The lowest selectable range is 0–100 ppm, with a resolution of 0.01 ppm—suitable for early-stage leak detection in low-hazard zones.
Can the device operate continuously in high-humidity environments?
Yes—when equipped with the optional humidity sensor and configured with anti-condensation heating (available via custom firmware), it maintains stable operation up to 95% RH non-condensing per GB/T 3836.1–2021 Annex E.
Is third-party calibration verification supported?
Yes—the unit accepts standard 4-gas calibration kits (including H₂/N₂ blends) and supports manual zero/span adjustment with password-protected admin access.
Does the MOT500-H2-A meet international explosion-proof standards beyond Chinese GB/T norms?

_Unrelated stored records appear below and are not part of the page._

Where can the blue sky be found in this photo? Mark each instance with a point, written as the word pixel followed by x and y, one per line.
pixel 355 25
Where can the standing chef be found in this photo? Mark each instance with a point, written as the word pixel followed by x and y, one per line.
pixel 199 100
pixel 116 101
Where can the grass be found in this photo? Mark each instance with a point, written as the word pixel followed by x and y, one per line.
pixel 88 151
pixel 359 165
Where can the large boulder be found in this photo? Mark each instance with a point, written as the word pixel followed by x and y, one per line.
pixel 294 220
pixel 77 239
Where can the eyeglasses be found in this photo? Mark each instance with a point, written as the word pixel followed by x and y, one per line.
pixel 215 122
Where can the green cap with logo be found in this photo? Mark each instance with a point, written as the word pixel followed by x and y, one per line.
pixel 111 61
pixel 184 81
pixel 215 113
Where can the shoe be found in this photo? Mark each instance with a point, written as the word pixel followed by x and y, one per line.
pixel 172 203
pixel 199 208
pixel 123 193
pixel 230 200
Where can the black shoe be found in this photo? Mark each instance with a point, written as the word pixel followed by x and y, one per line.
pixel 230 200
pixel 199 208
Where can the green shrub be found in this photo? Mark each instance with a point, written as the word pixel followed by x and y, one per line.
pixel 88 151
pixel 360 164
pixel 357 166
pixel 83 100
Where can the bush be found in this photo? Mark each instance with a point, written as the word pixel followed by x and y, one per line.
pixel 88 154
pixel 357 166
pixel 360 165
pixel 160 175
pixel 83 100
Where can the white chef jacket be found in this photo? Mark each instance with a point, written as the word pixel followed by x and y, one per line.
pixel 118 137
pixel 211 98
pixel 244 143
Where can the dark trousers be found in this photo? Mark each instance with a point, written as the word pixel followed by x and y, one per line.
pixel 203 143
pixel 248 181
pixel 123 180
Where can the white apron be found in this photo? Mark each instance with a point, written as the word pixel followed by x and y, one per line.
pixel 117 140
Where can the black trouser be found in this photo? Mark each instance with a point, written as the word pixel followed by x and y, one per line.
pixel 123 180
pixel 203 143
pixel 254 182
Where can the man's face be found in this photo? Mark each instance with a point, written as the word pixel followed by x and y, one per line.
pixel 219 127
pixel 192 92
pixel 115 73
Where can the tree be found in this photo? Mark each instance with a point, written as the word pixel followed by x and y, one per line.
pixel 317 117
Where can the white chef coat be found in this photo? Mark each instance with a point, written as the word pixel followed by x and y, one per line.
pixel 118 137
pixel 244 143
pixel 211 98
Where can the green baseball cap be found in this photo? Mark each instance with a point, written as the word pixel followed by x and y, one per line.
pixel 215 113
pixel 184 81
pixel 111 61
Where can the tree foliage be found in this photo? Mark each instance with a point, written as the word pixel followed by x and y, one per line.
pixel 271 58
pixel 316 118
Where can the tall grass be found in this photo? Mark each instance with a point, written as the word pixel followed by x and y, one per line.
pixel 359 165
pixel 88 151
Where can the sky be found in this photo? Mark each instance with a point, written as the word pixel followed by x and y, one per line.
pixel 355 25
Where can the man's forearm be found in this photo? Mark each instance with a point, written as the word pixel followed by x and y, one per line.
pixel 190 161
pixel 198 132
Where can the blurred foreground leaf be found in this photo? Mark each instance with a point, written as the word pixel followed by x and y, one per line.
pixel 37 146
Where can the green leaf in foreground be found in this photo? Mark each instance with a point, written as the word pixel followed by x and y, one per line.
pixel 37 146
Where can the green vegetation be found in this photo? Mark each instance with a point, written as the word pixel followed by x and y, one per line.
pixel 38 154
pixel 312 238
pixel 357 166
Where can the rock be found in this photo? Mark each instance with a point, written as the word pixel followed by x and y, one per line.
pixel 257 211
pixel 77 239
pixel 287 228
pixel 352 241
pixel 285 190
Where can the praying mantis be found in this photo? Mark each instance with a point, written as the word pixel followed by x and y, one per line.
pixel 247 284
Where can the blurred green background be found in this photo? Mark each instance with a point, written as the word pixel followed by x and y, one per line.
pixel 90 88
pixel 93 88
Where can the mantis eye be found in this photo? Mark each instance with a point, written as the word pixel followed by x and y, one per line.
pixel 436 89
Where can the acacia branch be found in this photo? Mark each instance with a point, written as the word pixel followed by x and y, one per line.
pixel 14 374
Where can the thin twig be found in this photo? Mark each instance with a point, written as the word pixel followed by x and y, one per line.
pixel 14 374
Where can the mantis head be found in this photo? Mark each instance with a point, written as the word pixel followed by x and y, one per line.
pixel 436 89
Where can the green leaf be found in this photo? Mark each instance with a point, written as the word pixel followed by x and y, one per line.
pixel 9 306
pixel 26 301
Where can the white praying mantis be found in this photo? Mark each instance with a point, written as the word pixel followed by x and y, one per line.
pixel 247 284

It is designed to meet the mechanical and thermal design criteria of ATEX Directive 2014/34/EU Category 2G (Zone 1), though formal EU-type examination and CE marking require additional notified body assessment.
How is sensor lifetime managed and reported?
The onboard microcontroller tracks cumulative exposure hours, operating temperature history, and electrochemical depletion metrics—displayed via the local LCD and exported in diagnostic logs for predictive maintenance scheduling.